Girl Power Night With Pussy Riot & Transparent

Allison Wolfe (left) and Nadya Tolokno. Courtesy of Allison

Allison Wolfe (left) and Nadya Tolokno. Courtesy of Allison

Last night was a queer punk rock feminist dream come true, hanging with and hearing some key gender game-changers, past and present. First, Allison Wolfe and I went to the Ace Hotel, where Nadya Tolokno of Pussy Riot was holding court. It was the first time the original Riot Grrrl had met the original Pussy Riot girl, so that was a bit of a moment. We also ran into Mukta Mohan and Gabrielle Costa of the very cool Honey Power female DJ collective. Lots of girl power on that rooftop last night. Tolokno showed her three new videos, in which Putin’s least favorite punk raps and grooves. The former art student is pursuing a more Madonna/Peaches/PJ Harvey groove than the band’s former anarcho thrash. The videos are very sexualized, and bloody. Allison will be on a panel with Maria from Pussy Riot Monday night at the Regent, so she is on the full PR tour this week.

Afterwards, the Sex Stains goddess and I trucked up to USC, where we caught the second half of the Trans/Gender Tipping Point event organized by Jack Halberstam and Karen Tongson, two scholars whose work is not just analyzing but leading the discourse on gender variance. Four members of the Transparent artistic team talked about that show’s, er, transformative effect on trans visibility, television, and their own lives. Director Silas Howard, producers Zackary Drucker and Rhys Ernst, and actor Trace Lysette also discussed how the show could go even further, including having feature characters who have fully transitioned. Howard, for one, is optimistic the show will continue to break ground, saying of Jill Soloway’s Transparent team, “Whenever they’re most afraid, they most bravely go forward.” Stay tuned.
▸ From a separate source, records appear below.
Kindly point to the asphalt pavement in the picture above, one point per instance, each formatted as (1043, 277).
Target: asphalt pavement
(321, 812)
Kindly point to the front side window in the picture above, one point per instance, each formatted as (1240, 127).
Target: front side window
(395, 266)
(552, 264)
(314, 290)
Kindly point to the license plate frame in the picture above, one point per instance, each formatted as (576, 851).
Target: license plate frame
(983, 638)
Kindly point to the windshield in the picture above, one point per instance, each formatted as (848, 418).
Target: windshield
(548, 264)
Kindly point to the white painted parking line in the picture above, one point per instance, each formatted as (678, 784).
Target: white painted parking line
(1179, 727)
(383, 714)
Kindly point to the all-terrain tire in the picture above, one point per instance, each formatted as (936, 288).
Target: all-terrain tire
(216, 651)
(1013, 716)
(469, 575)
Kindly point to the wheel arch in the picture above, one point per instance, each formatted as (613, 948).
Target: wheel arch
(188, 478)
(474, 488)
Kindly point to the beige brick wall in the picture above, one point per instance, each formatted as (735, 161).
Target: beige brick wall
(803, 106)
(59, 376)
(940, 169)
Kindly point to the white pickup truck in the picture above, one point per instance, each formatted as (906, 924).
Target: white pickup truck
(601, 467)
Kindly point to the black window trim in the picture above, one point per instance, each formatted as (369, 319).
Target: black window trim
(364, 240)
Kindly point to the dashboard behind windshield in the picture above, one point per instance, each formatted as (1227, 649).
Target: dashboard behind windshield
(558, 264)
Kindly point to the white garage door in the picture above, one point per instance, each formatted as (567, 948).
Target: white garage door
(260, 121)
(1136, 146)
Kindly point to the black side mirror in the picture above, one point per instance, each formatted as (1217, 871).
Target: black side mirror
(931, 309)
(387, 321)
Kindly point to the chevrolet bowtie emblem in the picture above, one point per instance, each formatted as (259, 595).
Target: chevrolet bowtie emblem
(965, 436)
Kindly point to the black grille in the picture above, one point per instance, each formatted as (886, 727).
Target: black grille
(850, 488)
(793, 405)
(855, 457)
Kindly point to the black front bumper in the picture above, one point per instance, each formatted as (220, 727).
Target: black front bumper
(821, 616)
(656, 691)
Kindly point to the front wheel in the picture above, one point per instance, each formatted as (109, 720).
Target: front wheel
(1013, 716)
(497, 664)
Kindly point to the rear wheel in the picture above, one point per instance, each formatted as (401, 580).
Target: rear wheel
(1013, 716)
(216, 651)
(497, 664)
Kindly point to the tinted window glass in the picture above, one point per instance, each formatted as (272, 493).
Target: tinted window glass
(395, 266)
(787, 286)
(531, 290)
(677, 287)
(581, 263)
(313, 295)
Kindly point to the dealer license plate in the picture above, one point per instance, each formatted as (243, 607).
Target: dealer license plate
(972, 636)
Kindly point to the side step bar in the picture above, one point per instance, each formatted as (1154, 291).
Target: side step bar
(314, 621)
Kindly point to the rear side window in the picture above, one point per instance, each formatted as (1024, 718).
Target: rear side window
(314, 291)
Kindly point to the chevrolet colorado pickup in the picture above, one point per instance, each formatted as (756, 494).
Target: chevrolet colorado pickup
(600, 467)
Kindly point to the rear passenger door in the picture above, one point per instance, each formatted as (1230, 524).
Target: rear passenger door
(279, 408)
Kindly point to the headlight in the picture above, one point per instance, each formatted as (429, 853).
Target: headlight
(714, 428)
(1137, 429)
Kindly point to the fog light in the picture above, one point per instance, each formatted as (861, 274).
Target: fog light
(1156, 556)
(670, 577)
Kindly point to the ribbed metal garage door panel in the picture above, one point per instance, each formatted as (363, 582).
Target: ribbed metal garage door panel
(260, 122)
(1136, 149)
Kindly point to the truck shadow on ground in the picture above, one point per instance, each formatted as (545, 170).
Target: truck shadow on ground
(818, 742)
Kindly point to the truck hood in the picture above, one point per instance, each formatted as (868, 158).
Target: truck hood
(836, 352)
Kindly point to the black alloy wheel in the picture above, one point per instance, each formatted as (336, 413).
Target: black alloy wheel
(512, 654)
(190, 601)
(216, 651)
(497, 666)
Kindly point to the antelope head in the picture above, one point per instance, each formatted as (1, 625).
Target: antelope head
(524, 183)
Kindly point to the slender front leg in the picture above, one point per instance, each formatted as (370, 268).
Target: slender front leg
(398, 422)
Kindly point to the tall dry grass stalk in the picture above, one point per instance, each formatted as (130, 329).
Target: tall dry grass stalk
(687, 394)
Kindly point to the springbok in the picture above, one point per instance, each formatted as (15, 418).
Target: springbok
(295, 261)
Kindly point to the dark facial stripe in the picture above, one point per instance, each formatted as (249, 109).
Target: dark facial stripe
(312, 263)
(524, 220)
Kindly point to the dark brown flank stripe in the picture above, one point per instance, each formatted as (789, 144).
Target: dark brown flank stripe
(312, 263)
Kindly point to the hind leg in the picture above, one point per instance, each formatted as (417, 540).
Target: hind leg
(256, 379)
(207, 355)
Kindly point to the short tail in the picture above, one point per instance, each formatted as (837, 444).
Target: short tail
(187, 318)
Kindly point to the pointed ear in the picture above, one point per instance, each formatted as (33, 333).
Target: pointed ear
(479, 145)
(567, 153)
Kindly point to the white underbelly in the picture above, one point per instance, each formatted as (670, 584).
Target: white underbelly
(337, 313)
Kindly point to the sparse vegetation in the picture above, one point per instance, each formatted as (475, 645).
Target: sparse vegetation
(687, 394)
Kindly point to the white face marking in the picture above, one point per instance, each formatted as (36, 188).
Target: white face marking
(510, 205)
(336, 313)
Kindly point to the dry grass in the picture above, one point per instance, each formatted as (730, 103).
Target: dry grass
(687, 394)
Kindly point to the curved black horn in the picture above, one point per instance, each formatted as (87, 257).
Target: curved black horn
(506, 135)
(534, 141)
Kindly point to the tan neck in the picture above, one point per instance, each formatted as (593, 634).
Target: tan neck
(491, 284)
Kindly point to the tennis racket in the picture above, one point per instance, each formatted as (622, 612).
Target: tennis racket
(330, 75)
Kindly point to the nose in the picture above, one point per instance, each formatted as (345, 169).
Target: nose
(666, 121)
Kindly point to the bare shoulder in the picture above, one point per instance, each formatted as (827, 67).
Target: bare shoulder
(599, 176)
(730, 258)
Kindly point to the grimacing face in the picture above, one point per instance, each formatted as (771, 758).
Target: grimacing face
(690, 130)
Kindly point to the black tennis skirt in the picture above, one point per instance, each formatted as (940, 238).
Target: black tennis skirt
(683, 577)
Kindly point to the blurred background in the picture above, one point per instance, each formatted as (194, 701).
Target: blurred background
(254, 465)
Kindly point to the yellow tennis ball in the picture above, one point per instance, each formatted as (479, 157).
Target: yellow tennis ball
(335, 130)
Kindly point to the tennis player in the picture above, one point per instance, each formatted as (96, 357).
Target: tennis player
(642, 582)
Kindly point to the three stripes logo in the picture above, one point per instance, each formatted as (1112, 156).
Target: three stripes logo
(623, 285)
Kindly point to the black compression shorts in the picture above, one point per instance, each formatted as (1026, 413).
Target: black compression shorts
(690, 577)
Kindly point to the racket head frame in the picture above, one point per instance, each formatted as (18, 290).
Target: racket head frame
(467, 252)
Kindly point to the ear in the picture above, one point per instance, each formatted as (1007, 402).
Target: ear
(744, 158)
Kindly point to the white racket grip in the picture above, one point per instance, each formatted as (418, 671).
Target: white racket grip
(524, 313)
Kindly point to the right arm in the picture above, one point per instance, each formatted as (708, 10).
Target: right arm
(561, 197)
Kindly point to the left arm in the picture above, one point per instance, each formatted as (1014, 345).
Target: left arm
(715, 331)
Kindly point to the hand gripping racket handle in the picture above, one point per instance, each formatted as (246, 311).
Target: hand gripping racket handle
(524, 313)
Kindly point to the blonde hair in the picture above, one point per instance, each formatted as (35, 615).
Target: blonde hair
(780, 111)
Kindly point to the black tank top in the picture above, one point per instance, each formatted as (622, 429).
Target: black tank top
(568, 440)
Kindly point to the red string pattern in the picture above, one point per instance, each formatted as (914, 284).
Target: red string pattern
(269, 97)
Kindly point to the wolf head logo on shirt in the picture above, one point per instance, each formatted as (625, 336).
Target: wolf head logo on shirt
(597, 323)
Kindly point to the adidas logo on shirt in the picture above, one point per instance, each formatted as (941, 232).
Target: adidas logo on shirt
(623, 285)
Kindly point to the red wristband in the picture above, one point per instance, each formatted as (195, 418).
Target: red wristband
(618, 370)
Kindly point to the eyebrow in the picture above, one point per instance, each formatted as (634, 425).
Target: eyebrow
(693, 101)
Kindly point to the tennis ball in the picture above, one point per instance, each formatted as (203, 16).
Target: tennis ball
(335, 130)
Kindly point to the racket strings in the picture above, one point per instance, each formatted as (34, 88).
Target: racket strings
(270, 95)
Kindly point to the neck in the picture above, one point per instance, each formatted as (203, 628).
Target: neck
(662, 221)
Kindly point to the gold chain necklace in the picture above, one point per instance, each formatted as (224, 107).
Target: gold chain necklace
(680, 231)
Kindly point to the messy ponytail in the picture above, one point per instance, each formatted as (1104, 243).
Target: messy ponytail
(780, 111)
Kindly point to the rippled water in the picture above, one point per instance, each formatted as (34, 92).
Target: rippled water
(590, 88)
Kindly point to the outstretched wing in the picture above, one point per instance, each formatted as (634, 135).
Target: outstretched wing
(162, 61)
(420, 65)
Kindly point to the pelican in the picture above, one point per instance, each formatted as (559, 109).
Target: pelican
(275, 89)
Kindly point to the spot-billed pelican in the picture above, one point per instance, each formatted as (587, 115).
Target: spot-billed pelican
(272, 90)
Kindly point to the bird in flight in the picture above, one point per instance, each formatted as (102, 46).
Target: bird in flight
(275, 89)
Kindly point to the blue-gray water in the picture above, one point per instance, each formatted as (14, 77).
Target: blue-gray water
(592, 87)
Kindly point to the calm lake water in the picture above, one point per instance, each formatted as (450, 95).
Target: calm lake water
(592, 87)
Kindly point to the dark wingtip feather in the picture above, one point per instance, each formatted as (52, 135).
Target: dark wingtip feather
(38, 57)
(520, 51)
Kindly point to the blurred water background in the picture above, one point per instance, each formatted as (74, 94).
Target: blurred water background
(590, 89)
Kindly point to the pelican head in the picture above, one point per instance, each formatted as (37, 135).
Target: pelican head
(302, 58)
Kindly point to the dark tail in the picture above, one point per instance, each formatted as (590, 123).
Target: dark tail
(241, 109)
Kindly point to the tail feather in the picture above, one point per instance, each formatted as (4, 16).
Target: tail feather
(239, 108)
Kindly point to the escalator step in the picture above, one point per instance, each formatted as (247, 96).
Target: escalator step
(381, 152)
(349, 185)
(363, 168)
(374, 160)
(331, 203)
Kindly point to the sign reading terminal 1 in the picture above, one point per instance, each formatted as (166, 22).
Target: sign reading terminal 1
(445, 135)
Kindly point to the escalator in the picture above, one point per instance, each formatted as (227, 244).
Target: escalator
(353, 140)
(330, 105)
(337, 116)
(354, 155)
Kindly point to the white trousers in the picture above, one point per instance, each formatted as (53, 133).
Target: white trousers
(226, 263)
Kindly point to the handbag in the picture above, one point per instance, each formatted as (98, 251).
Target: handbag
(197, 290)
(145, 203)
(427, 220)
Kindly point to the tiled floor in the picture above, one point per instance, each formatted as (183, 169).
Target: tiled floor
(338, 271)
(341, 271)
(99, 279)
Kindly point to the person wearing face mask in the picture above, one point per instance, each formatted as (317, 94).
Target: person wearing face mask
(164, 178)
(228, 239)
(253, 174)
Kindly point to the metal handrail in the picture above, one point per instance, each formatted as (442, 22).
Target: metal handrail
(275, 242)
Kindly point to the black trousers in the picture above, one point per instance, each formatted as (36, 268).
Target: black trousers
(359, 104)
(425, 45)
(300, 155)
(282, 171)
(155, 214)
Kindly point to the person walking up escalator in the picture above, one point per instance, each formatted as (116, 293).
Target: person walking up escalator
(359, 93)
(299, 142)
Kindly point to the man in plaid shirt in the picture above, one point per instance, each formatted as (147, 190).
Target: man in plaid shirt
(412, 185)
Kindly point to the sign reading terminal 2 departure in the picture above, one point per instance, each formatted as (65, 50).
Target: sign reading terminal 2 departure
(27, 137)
Some students asked me recently what the best part of being a journalist is, and I would say it’s being a witness to the making of history. Being in a room with Howard and Wolfe again, a couple decades after we were all first connected to Revolution Girl Style, or watching Allison and Nadya talk, or being dazzled by Lysette’s simultaneous poise and vulnerability — it felt like another of those nights. That’s my blessing as a journalist; my job is to tell you about it, which I just did.